While I’ve fallen here and there, I’m pretty amazed at the many times I’m able to stay on my feet because my muscles are used to working hard.

woman on a paddleboard
Strong muscles help us do many of our favorite outdoor activities more successfully—especially those that rely on balance!

4. Increases Our Bone Density

The other reason for broken bones is that as inactive people age, they lose bone density, which causes their bones to become more brittle.

Strength training increases bone density, both strengthening the bones and decreasing the risk of osteoporosis. If there is a fall, there’s less risk of broken bones.

5. Energizes Us

In Strong Women Stay Young, Dr. Nelson reports on a study she and her colleagues did: participants in the strength training study reported a 27% increase in their overall activity during the study. Compare that to the 25% decrease in activity with the control group in the same study.

Being strong makes it easier and more enjoyable to do everything else! It’s easier to garden, clean the house, get up and down the stairs, shovel the driveway, hike and mountain, set up a tent, play with your kids or grandkids, even carry groceries in from the car.

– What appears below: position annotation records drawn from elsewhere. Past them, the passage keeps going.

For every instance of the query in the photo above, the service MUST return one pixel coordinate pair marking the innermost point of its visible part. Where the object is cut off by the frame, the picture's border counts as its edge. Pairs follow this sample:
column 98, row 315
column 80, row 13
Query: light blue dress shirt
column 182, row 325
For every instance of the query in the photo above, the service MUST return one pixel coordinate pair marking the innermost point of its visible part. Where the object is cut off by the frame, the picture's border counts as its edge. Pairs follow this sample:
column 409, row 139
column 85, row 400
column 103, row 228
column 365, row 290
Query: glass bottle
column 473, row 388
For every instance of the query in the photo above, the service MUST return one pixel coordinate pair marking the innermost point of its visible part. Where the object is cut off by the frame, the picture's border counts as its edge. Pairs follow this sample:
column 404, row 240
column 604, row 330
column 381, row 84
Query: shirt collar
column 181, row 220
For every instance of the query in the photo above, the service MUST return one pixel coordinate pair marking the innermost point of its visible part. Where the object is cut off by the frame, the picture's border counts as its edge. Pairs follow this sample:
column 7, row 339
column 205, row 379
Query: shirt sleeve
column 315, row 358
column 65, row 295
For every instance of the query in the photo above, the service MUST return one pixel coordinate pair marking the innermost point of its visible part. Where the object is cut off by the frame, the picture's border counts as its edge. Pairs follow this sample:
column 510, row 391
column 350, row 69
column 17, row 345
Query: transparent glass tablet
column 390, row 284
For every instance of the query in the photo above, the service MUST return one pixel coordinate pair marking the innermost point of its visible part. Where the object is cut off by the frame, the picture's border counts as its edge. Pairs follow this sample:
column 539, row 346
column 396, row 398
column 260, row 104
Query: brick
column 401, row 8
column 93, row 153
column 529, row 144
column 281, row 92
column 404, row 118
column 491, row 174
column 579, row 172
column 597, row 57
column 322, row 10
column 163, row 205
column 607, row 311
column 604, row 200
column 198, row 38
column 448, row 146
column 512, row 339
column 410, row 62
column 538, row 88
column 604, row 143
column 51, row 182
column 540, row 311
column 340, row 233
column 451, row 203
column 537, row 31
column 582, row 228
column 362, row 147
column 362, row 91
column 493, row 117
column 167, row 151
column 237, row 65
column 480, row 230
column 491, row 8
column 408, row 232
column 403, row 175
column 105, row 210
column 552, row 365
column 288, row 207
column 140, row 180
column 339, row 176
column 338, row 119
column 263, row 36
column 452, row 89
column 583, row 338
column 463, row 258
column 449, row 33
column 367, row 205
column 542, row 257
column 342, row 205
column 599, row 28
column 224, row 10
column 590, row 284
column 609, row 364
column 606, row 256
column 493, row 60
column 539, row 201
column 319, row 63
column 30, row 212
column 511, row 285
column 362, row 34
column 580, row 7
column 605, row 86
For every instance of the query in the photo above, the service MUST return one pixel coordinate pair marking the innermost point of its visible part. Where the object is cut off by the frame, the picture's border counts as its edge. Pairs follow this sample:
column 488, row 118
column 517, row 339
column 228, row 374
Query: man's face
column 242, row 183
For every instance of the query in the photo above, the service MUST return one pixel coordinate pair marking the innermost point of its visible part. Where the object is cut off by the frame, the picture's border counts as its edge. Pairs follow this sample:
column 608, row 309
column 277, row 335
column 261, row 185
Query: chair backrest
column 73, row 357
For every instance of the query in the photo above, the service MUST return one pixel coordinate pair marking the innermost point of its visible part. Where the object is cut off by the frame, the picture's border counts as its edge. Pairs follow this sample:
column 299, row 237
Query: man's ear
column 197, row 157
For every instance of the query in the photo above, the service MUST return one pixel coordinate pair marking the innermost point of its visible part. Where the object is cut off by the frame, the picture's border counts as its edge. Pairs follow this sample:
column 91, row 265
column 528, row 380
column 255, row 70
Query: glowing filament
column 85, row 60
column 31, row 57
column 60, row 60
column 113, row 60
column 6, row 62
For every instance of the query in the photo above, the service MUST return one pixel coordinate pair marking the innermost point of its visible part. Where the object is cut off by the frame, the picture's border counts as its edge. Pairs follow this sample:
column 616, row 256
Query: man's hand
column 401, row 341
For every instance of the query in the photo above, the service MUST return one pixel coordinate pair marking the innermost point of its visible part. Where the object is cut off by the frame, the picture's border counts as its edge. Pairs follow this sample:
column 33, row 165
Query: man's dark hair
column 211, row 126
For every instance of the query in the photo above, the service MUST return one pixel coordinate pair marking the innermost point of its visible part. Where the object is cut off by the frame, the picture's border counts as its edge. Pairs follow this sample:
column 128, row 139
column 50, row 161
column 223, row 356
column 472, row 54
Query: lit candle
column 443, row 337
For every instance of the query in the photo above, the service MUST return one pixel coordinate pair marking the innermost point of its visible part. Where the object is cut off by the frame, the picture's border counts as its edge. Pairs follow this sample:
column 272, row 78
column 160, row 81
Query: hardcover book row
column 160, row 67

When our body is used to physical work through exercise, including strength workouts, it responds positively to all other kinds of activity.

Our Ultimate Goal: Stewardship

Our ultimate goal isn’t to be thin, be in good shape or strong just for the sake of it, or because we want to look and feel good. Although we do.

It’s not even so we can keep doing the activities we love. Although we want that, too.

Our ultimate goal is to be good stewards of the physical body God’s given us!

four women cross country ski in the woods
Good stewardship of our physical body has many side benefits—like enjoying outdoor activities throughout the year!

We want to be able to keep doing what we’re called to do well into old age—not be forced to the sidelines because of feebleness, sickness and weariness.

I forgot to mention that the study participants Dr. Nelson recruited for her strength training study were all postmenopausal women.

It’s not too late to begin now, no matter what your age or physical condition!